Het artikel handelt over spookwoorden. Spookwoorden zijn woorden die eigenlijk niet bestaan, maar die al dan niet toevallig in een woordenboek terechtgekomen zijn. Veelal danken ze hun bestaan aan een drukfout of het verkeerd overnemen van een woord uit een tekst. Soms worden spookwoorden ook opzettelijk bedacht en in een woordenboek opgenomen om later eventuele plagiaristen te kunnen betrappen. Een van de bekendste voorbeelden van een spookwoord is ‘tuits’, dat Jacob van Lennep in 1856 opnam in zijn Zeemans Woordenboek. Het woord betekende volstrekt niks. Van Lennep verzon het met opzet. En niet zonder succes: het werd klakkeloos overgenomen door een groot aantal andere woordenboekenmakers.

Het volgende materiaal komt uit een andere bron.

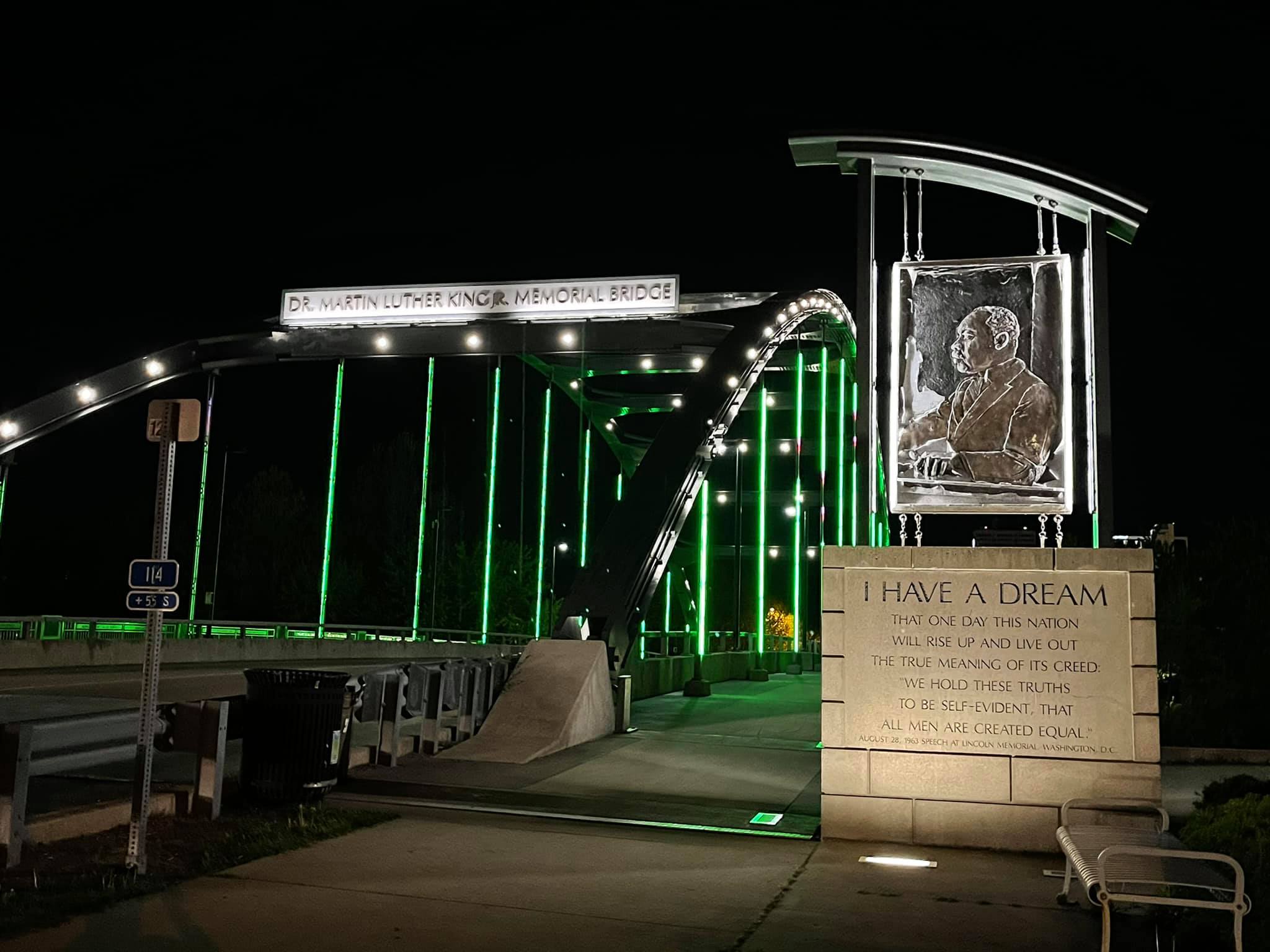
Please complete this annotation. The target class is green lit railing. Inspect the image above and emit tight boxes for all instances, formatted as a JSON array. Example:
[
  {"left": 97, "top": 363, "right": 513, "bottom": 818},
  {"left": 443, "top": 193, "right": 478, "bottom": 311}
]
[{"left": 0, "top": 614, "right": 533, "bottom": 645}]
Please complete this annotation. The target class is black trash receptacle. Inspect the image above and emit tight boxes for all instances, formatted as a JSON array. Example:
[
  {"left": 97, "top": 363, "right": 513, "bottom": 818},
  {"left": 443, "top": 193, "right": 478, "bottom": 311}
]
[{"left": 241, "top": 668, "right": 348, "bottom": 802}]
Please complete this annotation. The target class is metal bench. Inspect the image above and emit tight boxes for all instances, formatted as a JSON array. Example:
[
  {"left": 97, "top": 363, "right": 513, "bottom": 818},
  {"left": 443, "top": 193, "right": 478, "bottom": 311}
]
[{"left": 1055, "top": 798, "right": 1252, "bottom": 952}]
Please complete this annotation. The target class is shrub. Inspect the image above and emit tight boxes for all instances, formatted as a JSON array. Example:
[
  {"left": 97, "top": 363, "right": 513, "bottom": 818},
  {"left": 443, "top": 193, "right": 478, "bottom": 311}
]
[
  {"left": 1181, "top": 797, "right": 1270, "bottom": 948},
  {"left": 1195, "top": 773, "right": 1270, "bottom": 809}
]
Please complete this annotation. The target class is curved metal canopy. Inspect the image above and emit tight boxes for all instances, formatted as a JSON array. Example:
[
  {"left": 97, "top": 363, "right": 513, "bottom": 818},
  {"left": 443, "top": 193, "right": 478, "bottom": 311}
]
[{"left": 789, "top": 134, "right": 1147, "bottom": 241}]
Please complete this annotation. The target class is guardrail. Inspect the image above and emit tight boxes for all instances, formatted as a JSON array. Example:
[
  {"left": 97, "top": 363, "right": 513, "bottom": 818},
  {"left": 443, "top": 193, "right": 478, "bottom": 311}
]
[
  {"left": 0, "top": 699, "right": 230, "bottom": 867},
  {"left": 0, "top": 614, "right": 533, "bottom": 645}
]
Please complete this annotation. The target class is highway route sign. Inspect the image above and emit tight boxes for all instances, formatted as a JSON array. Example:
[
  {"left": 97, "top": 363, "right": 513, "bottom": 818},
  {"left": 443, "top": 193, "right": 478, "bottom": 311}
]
[{"left": 128, "top": 558, "right": 180, "bottom": 590}]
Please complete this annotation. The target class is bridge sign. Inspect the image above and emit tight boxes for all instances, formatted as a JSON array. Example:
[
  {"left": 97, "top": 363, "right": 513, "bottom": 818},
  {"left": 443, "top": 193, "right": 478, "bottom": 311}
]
[
  {"left": 127, "top": 591, "right": 180, "bottom": 612},
  {"left": 128, "top": 558, "right": 180, "bottom": 589}
]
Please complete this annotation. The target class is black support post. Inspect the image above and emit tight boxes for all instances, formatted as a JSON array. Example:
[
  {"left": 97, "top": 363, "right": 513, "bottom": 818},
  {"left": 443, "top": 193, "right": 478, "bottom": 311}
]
[
  {"left": 1088, "top": 212, "right": 1115, "bottom": 546},
  {"left": 853, "top": 159, "right": 877, "bottom": 545}
]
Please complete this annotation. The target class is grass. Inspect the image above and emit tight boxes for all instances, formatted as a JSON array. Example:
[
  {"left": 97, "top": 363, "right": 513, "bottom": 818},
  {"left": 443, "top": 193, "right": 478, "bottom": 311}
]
[{"left": 0, "top": 803, "right": 395, "bottom": 940}]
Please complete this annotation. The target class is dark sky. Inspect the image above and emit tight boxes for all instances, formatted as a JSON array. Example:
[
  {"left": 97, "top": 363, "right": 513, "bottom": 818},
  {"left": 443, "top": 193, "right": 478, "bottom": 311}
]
[{"left": 0, "top": 4, "right": 1265, "bottom": 614}]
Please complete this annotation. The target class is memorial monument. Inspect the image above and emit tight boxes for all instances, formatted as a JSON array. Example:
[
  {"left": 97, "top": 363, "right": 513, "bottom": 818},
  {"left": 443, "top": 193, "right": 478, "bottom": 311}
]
[{"left": 791, "top": 136, "right": 1160, "bottom": 852}]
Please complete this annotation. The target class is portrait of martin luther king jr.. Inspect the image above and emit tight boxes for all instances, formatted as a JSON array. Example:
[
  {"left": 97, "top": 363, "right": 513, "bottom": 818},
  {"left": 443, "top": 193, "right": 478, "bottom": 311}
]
[{"left": 898, "top": 306, "right": 1060, "bottom": 486}]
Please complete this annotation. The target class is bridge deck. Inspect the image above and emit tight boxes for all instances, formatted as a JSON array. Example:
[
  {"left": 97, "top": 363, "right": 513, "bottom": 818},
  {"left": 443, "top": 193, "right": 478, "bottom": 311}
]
[{"left": 342, "top": 672, "right": 820, "bottom": 834}]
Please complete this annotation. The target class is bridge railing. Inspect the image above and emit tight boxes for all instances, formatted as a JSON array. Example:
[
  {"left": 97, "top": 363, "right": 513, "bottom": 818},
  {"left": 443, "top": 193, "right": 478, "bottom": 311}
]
[{"left": 0, "top": 614, "right": 533, "bottom": 645}]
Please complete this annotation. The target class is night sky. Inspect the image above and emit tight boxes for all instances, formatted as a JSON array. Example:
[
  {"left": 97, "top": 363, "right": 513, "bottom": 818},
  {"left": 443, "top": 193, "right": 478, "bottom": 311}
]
[{"left": 0, "top": 11, "right": 1265, "bottom": 622}]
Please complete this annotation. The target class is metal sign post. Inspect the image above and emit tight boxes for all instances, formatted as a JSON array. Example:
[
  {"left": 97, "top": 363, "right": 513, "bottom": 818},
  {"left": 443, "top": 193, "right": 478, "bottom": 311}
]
[{"left": 127, "top": 400, "right": 198, "bottom": 875}]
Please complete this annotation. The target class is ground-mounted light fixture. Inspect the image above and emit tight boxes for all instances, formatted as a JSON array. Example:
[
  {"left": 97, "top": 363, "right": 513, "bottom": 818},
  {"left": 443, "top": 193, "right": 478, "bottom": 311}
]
[{"left": 859, "top": 855, "right": 938, "bottom": 870}]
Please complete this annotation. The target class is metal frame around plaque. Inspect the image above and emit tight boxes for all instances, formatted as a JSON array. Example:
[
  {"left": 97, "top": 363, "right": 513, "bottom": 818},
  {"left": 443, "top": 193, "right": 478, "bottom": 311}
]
[{"left": 884, "top": 254, "right": 1075, "bottom": 514}]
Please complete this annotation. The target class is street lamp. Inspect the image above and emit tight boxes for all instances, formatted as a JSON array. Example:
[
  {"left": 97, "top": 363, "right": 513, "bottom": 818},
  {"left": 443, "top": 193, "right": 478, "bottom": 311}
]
[
  {"left": 207, "top": 449, "right": 246, "bottom": 622},
  {"left": 551, "top": 542, "right": 569, "bottom": 612}
]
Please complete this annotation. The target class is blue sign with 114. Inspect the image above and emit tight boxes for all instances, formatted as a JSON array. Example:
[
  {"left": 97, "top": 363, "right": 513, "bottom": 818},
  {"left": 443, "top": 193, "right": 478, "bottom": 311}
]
[{"left": 128, "top": 558, "right": 179, "bottom": 589}]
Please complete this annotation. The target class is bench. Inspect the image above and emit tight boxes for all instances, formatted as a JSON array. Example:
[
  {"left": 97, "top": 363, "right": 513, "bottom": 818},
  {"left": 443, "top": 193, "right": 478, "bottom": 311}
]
[{"left": 1055, "top": 798, "right": 1252, "bottom": 952}]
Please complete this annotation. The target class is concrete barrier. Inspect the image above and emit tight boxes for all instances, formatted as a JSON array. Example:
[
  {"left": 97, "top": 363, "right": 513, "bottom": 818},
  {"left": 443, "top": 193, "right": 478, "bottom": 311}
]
[
  {"left": 624, "top": 651, "right": 820, "bottom": 700},
  {"left": 0, "top": 638, "right": 510, "bottom": 671}
]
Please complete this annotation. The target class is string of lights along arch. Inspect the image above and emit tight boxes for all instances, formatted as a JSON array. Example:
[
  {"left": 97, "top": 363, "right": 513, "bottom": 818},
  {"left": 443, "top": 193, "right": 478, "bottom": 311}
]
[{"left": 0, "top": 279, "right": 858, "bottom": 654}]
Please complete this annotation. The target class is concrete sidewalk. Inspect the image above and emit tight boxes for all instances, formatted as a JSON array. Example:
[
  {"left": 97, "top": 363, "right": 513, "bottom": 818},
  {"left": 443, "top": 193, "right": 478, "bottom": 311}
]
[{"left": 6, "top": 808, "right": 1117, "bottom": 952}]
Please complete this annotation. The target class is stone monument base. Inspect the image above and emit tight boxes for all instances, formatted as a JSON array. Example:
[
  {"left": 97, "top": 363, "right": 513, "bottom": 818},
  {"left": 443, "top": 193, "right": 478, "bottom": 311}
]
[{"left": 820, "top": 547, "right": 1160, "bottom": 852}]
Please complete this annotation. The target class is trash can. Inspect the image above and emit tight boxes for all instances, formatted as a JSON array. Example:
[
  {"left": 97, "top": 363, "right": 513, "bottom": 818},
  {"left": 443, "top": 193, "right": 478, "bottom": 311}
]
[{"left": 241, "top": 668, "right": 348, "bottom": 802}]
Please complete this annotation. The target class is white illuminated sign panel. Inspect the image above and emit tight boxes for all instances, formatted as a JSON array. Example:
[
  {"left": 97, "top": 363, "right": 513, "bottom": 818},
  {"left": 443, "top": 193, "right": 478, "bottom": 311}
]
[{"left": 282, "top": 274, "right": 680, "bottom": 327}]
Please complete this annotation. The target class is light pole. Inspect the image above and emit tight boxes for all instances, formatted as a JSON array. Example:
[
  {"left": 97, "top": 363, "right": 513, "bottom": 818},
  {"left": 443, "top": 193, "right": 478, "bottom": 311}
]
[
  {"left": 207, "top": 449, "right": 246, "bottom": 635},
  {"left": 549, "top": 542, "right": 569, "bottom": 627}
]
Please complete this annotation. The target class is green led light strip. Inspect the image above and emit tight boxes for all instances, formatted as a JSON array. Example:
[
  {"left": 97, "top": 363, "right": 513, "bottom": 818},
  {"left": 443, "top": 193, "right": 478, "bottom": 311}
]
[
  {"left": 820, "top": 344, "right": 829, "bottom": 549},
  {"left": 843, "top": 368, "right": 859, "bottom": 546},
  {"left": 480, "top": 362, "right": 503, "bottom": 645},
  {"left": 835, "top": 358, "right": 855, "bottom": 546},
  {"left": 578, "top": 431, "right": 590, "bottom": 569},
  {"left": 533, "top": 381, "right": 555, "bottom": 638},
  {"left": 662, "top": 569, "right": 670, "bottom": 637},
  {"left": 318, "top": 356, "right": 344, "bottom": 638},
  {"left": 187, "top": 376, "right": 216, "bottom": 620},
  {"left": 755, "top": 383, "right": 767, "bottom": 654},
  {"left": 793, "top": 350, "right": 802, "bottom": 651},
  {"left": 697, "top": 480, "right": 710, "bottom": 658},
  {"left": 411, "top": 356, "right": 437, "bottom": 637}
]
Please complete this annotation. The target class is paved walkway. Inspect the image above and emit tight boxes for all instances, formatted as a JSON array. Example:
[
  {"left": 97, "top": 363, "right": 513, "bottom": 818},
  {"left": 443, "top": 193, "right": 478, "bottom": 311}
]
[
  {"left": 342, "top": 672, "right": 820, "bottom": 835},
  {"left": 7, "top": 808, "right": 1112, "bottom": 952}
]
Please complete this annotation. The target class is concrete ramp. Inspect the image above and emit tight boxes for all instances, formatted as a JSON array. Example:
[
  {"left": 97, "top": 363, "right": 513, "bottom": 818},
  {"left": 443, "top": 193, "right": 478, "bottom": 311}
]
[{"left": 437, "top": 641, "right": 613, "bottom": 764}]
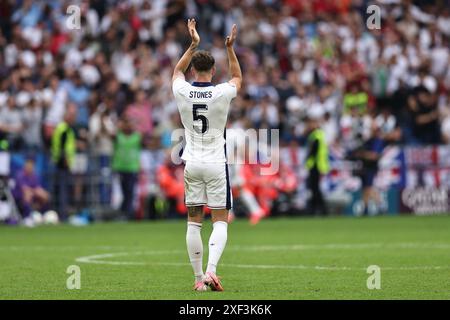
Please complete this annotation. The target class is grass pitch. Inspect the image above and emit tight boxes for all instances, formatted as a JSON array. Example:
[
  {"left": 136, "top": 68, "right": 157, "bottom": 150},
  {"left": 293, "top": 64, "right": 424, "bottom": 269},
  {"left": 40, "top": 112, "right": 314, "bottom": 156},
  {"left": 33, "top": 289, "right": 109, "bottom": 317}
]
[{"left": 0, "top": 216, "right": 450, "bottom": 300}]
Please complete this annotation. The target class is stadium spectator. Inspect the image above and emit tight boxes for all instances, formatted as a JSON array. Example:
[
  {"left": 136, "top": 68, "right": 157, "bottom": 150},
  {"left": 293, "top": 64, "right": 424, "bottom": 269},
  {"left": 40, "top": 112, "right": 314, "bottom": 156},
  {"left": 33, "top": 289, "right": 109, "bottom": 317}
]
[
  {"left": 0, "top": 0, "right": 450, "bottom": 219},
  {"left": 112, "top": 116, "right": 142, "bottom": 219},
  {"left": 354, "top": 123, "right": 384, "bottom": 214},
  {"left": 0, "top": 96, "right": 24, "bottom": 150},
  {"left": 13, "top": 158, "right": 50, "bottom": 218},
  {"left": 89, "top": 96, "right": 117, "bottom": 204},
  {"left": 306, "top": 110, "right": 330, "bottom": 215},
  {"left": 51, "top": 104, "right": 77, "bottom": 220}
]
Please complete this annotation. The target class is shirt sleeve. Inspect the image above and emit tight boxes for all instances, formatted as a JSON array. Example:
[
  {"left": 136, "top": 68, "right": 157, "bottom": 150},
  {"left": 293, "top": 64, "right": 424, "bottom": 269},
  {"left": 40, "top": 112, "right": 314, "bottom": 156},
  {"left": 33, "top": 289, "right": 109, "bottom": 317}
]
[{"left": 172, "top": 78, "right": 189, "bottom": 97}]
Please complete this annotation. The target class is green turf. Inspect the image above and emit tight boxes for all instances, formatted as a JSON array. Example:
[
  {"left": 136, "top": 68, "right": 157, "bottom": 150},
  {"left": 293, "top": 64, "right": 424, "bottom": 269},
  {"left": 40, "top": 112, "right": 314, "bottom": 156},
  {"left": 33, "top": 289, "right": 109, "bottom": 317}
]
[{"left": 0, "top": 216, "right": 450, "bottom": 299}]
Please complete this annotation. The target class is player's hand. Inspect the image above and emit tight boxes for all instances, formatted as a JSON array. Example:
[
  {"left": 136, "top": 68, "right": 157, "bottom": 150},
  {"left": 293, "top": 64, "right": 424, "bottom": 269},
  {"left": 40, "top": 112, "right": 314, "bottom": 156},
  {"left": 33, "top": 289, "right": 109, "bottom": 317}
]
[
  {"left": 188, "top": 19, "right": 200, "bottom": 46},
  {"left": 225, "top": 24, "right": 237, "bottom": 48}
]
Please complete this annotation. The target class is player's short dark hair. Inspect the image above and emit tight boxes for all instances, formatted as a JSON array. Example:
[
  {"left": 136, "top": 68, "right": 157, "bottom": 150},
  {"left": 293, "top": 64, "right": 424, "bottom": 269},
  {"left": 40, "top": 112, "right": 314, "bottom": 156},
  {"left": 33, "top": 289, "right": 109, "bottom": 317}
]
[{"left": 191, "top": 50, "right": 216, "bottom": 72}]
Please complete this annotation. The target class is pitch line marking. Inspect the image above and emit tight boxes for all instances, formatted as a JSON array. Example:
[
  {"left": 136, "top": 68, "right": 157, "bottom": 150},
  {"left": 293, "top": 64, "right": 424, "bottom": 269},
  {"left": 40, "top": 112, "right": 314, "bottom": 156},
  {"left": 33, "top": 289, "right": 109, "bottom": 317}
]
[
  {"left": 75, "top": 250, "right": 450, "bottom": 271},
  {"left": 0, "top": 242, "right": 450, "bottom": 254}
]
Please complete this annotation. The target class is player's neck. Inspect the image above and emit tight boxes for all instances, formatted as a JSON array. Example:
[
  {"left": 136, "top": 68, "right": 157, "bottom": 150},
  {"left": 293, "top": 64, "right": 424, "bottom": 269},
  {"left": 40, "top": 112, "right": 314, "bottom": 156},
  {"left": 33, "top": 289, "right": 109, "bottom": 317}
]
[{"left": 194, "top": 75, "right": 212, "bottom": 83}]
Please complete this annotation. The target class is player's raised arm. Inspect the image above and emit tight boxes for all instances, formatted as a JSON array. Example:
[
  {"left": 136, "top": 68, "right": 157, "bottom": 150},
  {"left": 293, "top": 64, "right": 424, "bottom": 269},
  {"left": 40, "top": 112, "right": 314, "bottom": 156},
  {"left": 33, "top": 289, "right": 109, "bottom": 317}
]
[
  {"left": 225, "top": 24, "right": 242, "bottom": 91},
  {"left": 172, "top": 19, "right": 200, "bottom": 82}
]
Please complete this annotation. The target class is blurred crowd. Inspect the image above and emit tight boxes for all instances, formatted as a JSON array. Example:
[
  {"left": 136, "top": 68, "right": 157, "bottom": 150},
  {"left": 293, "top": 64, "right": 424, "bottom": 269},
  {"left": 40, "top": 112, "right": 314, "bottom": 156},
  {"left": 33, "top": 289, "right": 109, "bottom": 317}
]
[{"left": 0, "top": 0, "right": 450, "bottom": 219}]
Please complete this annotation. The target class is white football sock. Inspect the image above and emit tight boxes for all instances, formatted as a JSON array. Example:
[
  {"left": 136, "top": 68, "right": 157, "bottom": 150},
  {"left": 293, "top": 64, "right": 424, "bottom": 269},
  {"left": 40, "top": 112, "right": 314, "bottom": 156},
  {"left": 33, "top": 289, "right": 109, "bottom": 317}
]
[
  {"left": 206, "top": 221, "right": 228, "bottom": 273},
  {"left": 186, "top": 222, "right": 203, "bottom": 281}
]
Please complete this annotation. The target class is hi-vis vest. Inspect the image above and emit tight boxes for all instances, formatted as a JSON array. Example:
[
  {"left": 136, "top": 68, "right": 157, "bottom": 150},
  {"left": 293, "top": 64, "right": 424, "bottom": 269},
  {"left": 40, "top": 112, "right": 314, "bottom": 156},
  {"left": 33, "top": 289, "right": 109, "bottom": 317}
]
[{"left": 306, "top": 129, "right": 330, "bottom": 174}]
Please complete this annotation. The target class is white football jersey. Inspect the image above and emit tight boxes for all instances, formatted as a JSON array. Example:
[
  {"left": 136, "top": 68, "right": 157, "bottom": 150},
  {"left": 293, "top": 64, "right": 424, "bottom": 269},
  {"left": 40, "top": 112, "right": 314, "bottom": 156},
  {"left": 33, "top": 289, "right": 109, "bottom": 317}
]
[{"left": 172, "top": 78, "right": 237, "bottom": 163}]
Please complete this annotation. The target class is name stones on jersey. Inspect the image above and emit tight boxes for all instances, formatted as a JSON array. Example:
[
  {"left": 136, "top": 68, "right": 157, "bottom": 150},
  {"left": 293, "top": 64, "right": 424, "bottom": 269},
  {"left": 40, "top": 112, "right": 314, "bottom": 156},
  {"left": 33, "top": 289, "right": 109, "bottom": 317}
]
[{"left": 189, "top": 91, "right": 212, "bottom": 99}]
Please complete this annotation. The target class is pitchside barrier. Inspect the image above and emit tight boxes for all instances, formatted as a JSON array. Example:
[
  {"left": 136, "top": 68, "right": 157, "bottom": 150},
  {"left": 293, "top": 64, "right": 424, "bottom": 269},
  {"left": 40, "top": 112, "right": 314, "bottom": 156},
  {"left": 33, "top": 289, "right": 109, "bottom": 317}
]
[{"left": 0, "top": 146, "right": 450, "bottom": 218}]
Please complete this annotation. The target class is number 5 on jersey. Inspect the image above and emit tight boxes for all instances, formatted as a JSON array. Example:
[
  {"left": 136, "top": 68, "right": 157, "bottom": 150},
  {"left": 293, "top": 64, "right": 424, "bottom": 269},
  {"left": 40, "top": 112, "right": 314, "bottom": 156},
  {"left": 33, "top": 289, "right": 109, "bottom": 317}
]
[{"left": 192, "top": 104, "right": 208, "bottom": 134}]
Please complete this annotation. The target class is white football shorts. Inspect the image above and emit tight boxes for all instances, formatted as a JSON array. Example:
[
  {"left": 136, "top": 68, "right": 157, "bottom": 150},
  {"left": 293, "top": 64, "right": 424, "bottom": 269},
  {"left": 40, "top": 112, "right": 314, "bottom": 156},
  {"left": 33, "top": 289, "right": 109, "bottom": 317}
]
[{"left": 184, "top": 161, "right": 233, "bottom": 210}]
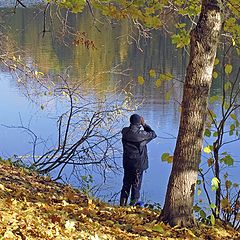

In de categorie ‘niet echt bestaande woorden’ horen verder ook de zogenaamde schertswoorden thuis. Dit zijn woorden die niets met drukfouten te maken hebben, maar gewoon als aardigheidje bedoeld zijn. Bekend is het (elfletterige!) woord roltrappist, uiteraard een woordgrapje met roltrap en trappist, dat echter in Verschuerens Modern Woordenboek (1961) voor vol werd aangezien en de betekenis ‘gebruiker van een roltrap’ meekreeg.

Ik moet iets bekennen. In mijn jonge jaren wilde ik ook zo graag in een woordenboek opgenomen worden dat ik een oproep om borrelnamen in het tijdschrift Onze Taal aangreep om enkele zelfbedachte termen op te sturen. Enkele maanden later viel het ‘Borrelwoordenboek met 750 volksnamen voor onze glazen boterham' op de deurmat. Groot was de verbazing: sommige termen waren toch niet belangrijk genoeg geacht, andere woorden waren met uitleg en al opgenomen. Wel kregen we het schaamrood op de kaken toen bij een van de woorden, die ik gesitueerd had in de Maasstad, de opmerking stond dat deze uitdrukking ontbreekt in de belangrijkste studies van het Rotterdams…

Volgens het artikel is het
meest roemruchte spookwoord ongetwijfeld het woord honduree wat zou staan voor een vetvrij papiertje tussen plakjes kaas of vleeswaren. Niemand schijnt het woord te kennen. Slagers en kaasboeren hebben er nog nooit van gehoord. Speurtochten op internet leveren ook niets op. Iemand vroeg ooit aan de redactie van Van Dale waar het woord vandaan komt en of het misschien een spookwoord is. Hij kreeg als antwoord dat  honduree geen spookwoord is, maar een vorm die ondertussen sterk verouderd is en nauwelijks nog voorkomt. Een vindplaats van die zogenaamde oude ‘vorm’ werd niet gegeven. In latere edities was het woord uit het woordenboek verdwenen!

Toeval of niet maar honduree verscheen evenals bistrokunst ook in de elfde druk van de ‘Dikke van Dale’. En om het helemaal af te maken, ook het lemma spookwoord (niet echt bestaand woord dat in meestal oude woordenboeken is opgenomen: spookwoorden zijn meestal verkeerd uit een tekst overgenomen of door drukfouten ontstaan) werd in deze editie voor het eerst gepresenteerd.

Met deze elfde druk is dus toch iets merkwaardigs aan de hand. Via een Nederlandse hoofdredacteur krijg ik het telefoonnummer van een Vlaamse professor doorgespeeld onder wiens leiding deze elfde editie werd samengesteld. Op mijn vraag naar bistrokunst meldt hij dat hij het afgelopen week nog zag; aquarellen opgehangen in een café. Volgens hem is het woord afkomstig uit Frankrijk en wordt het nog regelmatig gebruikt. Op mijn tegenwerpingen dat de definitie toch iets anders luidt, zegt hij dat het al zo lang geleden is en eigenlijk over deze zaak niet meer wil praten en beëindigt het gesprek.